Maybe, good gifts are just that: good. It’s wise to teach our kids to chase after good things.

 

“You have to go college”

If there's a goal that college will help them accomplish like becoming a doctor, lawyer, professor, etc., then, for sure your young adult should go. But, if your child is aimless or their work aspirations don’t require it (e.g. they’d like to do a trade instead or become a homemaker), don’t tell them to go to college. In these cases, it would be a waste of their time and resources.

Consider how many young adults have gone through college only to end up in jobs that don’t necessitate that degree (art majors working as secretaries, business majors working construction, communications majors working for insurance) or to become homemakers burdened with debt. The pursuit of higher education in such cases gives the illusion of progress but results in accruing debt and wasting time during crucial years.

Instead, encourage your kids to grow in virtue and knowledge (it can be done without college or formal schooling, and sometimes even better). Teach them to fulfill their responsibilities, to love God, their family, and church, and to invest their time and money in something that’s truly meaningful for their lives now and well into the future.
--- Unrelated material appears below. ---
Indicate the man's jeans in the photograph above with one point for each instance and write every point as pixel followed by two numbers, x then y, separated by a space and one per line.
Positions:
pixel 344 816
Becoming a Christian isn’t only learning the new, sweet things of Jesus, but unlearning the old things of the world. Like our clothes, we need to daily put on his wisdom and put off the world’s stupidity. It’s crucial that we don’t just nod along to the popular beliefs of our day but, instead, drag every single one of our old, crusty ideas into the sanitizing light of God’s truth. If we do this right, the kids we’re guiding will be grateful that we didn’t leave them wallowing in the same old muck we grew up with.